What’s even better is that if you load the data right it understands the relationship between what’s in the different files and will let you ask questions, really involved questions too. Here, for instance, is the question “which bus routes have at least one stop at a stop with the name Dokk1:

It turns out that there’s 20 and, as expected from the last post, 13 is on the list. 

This is really useful for me working with the data on my machine and you might think you could just put a relational database in the mobile app and it would solve all all your problems. That doesn’t work. When you load the data into the database it grows a lot so it would be too big, and while it can answer really involved questions it takes time – finding the list of busses took about 6 seconds and made my laptop whir up and sound like a vaccum cleaner. That wouldn’t work on a phone. So it’s a super useful tool but doesn’t solve everything, far from it.

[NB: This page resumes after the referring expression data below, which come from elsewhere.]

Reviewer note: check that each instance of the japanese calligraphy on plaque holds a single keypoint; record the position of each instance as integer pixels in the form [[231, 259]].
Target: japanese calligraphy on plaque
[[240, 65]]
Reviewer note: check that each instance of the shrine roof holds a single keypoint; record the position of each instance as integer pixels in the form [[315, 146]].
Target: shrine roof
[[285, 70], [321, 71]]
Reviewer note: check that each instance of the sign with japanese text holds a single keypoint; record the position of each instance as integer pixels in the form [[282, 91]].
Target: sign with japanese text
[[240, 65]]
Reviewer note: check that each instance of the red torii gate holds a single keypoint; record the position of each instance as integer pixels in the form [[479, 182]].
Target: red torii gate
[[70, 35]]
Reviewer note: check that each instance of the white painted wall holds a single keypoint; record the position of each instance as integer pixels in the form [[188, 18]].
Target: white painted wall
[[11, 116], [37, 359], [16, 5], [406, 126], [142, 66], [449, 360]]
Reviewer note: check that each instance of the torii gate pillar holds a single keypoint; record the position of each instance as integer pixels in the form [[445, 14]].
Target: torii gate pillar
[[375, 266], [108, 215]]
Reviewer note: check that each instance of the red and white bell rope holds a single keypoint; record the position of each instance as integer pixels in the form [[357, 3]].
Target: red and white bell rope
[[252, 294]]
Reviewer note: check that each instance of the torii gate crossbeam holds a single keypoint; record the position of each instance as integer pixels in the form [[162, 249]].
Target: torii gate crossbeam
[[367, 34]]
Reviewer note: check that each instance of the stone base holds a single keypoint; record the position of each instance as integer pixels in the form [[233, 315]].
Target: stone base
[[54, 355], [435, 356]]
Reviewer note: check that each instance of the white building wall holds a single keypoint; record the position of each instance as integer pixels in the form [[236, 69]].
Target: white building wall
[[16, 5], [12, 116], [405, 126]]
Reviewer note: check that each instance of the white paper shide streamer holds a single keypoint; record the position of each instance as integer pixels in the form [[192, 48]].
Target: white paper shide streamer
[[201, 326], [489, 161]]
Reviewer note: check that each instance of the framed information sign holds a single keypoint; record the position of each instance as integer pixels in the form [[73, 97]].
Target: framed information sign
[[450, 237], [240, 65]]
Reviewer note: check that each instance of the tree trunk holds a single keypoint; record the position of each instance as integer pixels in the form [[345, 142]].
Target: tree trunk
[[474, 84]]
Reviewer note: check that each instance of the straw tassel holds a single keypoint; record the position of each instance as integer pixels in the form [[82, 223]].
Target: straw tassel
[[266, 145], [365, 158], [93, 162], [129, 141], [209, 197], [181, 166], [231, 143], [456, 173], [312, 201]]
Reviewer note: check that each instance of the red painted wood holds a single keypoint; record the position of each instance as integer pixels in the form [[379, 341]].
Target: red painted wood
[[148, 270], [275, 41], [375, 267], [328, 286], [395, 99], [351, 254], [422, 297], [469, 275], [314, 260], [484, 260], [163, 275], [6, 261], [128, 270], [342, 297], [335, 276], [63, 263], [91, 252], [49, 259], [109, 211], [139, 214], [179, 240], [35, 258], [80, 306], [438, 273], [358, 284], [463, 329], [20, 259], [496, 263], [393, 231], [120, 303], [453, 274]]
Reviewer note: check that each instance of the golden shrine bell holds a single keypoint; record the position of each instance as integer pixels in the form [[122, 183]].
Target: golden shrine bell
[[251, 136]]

What does scheduling data look like?

This week was all about taking the raw scheduling data and processing it and putting it into a form that can be used by a mobile app. To give a sense of what that means it’s maybe useful to look at what the scheduling data looks like.

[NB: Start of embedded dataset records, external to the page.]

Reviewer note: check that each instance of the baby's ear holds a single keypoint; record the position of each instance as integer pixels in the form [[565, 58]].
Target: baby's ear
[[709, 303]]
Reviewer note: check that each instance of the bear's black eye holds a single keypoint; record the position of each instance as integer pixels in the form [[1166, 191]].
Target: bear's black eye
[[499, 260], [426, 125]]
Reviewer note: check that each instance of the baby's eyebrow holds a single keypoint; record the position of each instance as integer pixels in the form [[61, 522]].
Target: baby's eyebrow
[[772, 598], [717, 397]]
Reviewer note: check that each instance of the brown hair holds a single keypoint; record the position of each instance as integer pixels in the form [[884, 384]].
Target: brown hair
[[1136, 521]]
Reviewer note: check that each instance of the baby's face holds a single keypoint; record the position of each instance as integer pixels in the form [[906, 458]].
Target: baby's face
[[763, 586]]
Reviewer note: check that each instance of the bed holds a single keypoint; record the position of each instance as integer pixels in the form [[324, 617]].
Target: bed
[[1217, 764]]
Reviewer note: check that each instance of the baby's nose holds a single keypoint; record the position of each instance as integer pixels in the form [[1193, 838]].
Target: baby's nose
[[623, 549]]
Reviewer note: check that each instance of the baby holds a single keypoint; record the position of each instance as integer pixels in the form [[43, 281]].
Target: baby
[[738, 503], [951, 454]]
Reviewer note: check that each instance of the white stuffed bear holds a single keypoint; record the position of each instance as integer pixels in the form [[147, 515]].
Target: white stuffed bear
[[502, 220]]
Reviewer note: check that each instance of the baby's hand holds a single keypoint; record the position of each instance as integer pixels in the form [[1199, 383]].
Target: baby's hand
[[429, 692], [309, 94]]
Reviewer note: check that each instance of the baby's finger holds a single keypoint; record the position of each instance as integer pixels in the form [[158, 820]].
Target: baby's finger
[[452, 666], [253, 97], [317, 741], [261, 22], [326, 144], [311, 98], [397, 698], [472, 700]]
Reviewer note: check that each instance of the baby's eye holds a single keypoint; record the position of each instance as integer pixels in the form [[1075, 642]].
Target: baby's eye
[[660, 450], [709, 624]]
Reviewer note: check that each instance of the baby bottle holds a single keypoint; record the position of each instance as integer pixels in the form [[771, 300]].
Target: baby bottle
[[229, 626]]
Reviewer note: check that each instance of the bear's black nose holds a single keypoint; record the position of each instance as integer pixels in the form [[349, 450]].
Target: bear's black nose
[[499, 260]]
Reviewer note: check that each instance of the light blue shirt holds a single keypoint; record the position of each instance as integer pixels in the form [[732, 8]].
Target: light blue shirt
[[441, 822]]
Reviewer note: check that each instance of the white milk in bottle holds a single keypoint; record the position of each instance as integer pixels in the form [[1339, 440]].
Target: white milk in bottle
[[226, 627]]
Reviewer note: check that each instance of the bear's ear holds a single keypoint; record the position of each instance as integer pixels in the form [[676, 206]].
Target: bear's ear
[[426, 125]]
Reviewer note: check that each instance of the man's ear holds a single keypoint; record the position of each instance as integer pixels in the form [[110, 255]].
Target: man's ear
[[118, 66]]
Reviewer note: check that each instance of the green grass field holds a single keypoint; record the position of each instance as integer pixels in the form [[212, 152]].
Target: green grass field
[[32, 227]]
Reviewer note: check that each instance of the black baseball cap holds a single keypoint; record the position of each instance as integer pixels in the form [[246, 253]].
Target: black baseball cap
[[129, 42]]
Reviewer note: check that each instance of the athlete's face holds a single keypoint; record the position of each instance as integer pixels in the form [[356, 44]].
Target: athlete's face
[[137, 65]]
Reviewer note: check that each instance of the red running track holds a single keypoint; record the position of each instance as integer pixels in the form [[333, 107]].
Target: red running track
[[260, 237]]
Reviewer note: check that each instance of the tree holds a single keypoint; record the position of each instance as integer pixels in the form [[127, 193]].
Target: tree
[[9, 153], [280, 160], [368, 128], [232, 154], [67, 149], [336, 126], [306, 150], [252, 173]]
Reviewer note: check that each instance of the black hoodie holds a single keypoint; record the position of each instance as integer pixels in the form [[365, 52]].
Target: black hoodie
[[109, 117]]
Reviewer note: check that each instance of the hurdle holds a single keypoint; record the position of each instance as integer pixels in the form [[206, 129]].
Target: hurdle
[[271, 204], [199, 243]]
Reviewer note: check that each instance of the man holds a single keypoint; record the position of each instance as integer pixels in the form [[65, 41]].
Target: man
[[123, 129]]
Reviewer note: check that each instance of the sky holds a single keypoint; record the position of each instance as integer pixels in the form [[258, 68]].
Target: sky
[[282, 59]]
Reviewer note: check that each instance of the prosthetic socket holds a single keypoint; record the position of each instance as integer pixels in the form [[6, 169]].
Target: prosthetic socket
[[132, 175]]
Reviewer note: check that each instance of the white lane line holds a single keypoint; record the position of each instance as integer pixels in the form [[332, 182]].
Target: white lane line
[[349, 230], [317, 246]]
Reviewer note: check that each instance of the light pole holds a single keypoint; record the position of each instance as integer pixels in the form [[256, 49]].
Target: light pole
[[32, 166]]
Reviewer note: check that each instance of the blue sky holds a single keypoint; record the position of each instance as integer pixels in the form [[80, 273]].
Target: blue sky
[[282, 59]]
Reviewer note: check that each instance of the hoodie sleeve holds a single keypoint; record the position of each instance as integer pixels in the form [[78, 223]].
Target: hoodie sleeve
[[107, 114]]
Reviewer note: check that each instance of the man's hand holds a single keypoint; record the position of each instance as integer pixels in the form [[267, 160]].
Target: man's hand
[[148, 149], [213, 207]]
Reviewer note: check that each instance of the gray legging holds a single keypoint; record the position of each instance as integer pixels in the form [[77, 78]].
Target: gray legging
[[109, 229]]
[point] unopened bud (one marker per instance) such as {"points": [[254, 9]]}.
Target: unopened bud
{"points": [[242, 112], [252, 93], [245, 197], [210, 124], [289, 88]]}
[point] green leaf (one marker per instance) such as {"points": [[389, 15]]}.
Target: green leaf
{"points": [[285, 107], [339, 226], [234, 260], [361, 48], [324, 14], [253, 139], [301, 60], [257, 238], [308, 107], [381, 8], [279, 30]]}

Below is a bus schedule I printed from the midttrafik website. I’ve highlighted some features of a particular bus departure: bus 13 visiting Dokk1 at 6.34 on weekdays.

This is simple for a human to understand. There’s a bus route called 13. This bus makes a number of trips every weekday, one of which starts at 6.10 from Vejlby Nord, passes 16 other stops before ending up at Frydenlund at 6.54. Along the way it visits a stop called Dokk1 at 6.34.

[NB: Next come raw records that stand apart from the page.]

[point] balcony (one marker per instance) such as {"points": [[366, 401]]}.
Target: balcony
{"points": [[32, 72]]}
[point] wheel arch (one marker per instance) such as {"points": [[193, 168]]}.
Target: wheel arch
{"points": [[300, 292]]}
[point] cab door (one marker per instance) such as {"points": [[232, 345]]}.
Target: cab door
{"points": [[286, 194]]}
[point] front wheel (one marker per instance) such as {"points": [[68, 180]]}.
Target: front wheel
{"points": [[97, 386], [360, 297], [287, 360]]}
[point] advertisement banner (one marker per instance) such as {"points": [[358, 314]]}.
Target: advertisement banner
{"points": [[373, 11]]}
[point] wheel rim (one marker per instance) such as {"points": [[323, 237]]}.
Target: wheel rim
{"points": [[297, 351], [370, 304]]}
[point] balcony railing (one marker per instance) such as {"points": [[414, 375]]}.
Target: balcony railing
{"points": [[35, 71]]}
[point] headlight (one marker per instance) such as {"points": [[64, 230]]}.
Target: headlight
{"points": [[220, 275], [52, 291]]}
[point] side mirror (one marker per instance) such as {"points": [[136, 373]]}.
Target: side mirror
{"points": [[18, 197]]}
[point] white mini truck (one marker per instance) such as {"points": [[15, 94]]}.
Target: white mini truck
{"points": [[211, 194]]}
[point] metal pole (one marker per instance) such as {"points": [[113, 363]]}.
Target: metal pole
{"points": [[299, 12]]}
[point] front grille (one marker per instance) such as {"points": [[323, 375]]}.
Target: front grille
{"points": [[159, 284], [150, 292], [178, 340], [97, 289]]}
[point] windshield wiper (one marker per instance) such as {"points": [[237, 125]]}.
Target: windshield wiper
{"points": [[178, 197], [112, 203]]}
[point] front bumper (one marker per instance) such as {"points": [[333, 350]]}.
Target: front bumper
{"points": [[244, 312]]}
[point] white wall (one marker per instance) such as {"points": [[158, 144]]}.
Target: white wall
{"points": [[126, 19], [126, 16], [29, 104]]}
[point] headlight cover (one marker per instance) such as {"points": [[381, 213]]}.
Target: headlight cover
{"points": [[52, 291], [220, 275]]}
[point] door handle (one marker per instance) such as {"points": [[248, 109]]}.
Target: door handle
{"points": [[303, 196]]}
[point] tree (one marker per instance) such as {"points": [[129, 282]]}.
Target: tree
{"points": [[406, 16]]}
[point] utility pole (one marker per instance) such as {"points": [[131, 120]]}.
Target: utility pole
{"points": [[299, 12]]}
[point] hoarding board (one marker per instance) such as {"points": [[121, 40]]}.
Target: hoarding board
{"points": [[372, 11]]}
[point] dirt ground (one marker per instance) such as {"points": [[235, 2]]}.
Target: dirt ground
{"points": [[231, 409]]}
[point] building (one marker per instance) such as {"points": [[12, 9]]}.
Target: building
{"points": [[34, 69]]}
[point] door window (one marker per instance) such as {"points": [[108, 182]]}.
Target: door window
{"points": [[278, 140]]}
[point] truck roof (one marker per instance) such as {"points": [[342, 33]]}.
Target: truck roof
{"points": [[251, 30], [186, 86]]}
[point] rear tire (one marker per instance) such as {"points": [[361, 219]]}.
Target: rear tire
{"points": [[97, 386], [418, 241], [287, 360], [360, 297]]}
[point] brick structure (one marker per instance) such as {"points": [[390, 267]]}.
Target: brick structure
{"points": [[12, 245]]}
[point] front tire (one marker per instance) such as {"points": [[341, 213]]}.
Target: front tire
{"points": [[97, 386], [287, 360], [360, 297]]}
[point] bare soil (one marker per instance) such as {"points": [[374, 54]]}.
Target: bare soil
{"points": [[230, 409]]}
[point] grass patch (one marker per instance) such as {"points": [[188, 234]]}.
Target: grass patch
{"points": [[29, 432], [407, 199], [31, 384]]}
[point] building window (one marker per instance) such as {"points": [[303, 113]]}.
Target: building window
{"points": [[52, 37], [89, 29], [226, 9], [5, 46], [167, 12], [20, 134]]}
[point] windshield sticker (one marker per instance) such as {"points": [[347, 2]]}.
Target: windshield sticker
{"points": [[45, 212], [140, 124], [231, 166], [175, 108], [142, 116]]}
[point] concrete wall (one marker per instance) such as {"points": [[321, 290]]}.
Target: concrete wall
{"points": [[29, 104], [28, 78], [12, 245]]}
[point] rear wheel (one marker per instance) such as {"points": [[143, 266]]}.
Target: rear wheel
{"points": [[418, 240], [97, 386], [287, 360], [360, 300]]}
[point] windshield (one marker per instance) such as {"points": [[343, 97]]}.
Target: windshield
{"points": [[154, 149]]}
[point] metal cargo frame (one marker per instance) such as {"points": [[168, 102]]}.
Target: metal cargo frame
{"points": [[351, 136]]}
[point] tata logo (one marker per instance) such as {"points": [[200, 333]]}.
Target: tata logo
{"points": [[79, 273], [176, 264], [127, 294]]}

The data provided by the transit companies for machines to read, the data I need to use, looks much different. There all the different concepts: routes, trips, stops, stops times, etc, are split into separate flat text files. Let me give you an example. Here’s what the data you get about the stop, Dokk1, looks like,


38400,“Viborgvej/Frydenlunds Allé”,,“56.163513”,“10.174106”,0
38600,“Dokk1. Europaplads”,,“56.153984”,“10.212759”,0
38700,”Brendstrupgårdsvej/Skejby Busvej",,“56.187187”,“10.171541”,0

The stops are given in a file called stops.txt which is simply a list, one line for each stop, which gives an ID number for the stop, the name, the geographic position, and various other bits of information. The current file contains around 64,000 stops.

The route, 13, lives in a separate file, routes.txt, which looks just like stops.txt,


19133_3,281,“775”,“”,3,,
19308_3,281,“13”,“”,3,,
19309_3,281,“1A”,“”,3,,

Again, it gives an ID number for the route and its name. There’s around 1,800 of those.

How do we know that bus 13 stops at Dokk1 at 6.34? That’s in another file, stop_times.txt, which is – you guessed it – a list of times busses stop at a particular stop, one per line, around 2,700,000 lines in total.


39185170,6:32:00,6:32:00,03300,21,0,0,“”
39185170,6:34:00,6:34:00,38600,22,0,0,“”
39185170,6:36:00,6:36:00,09200,23,0,0,“”

This says that the bus arrives at the stop with ID 38600 at 6:34 and leaves again also at 6:34. It doesn’t mention route 13 though so how do we know it’s the right bus and not some other one that happens to be there at the same time? For that we have to use the trip ID that’s given in the same line, 39185170. Trips are listed in another file – you guessed it, trips.txt – which I’m sure looks familiar:


19308_3,357,39185099,“Frydenlund”,“”,“0”,,
19308_3,18,39185170,“Frydenlund/Fuglebakkevej”,“”,“0”,,
19308_3,18,39185171,“Frydenlund/Fuglebakkevej”,“”,“0”,,

What this says is that there’s a bus trip belonging to the route with ID 19308_3, which we happen to know from before is route 13, that goes to Frydenlund/Fuglebakkevej. The entry for Dokk1 at 6:34 we found in stop_times.txt says it belongs to this trip so that tells us that that entry does indeed belong to route 13.

Now, based on a handful of files like this – and there’s more than the ones I’ve mentioned now – we need to be able to answer questions like: I’m at some position, what’s the nearest bus stop? I’m at bus stop X, what’s the next bus that arrives? What’s the last bus that goes to stop Y today? What I’ll do is take the files as input but reorganize the data completely into a form that allows those questions to be answered efficiently. That’s what this week has been all about.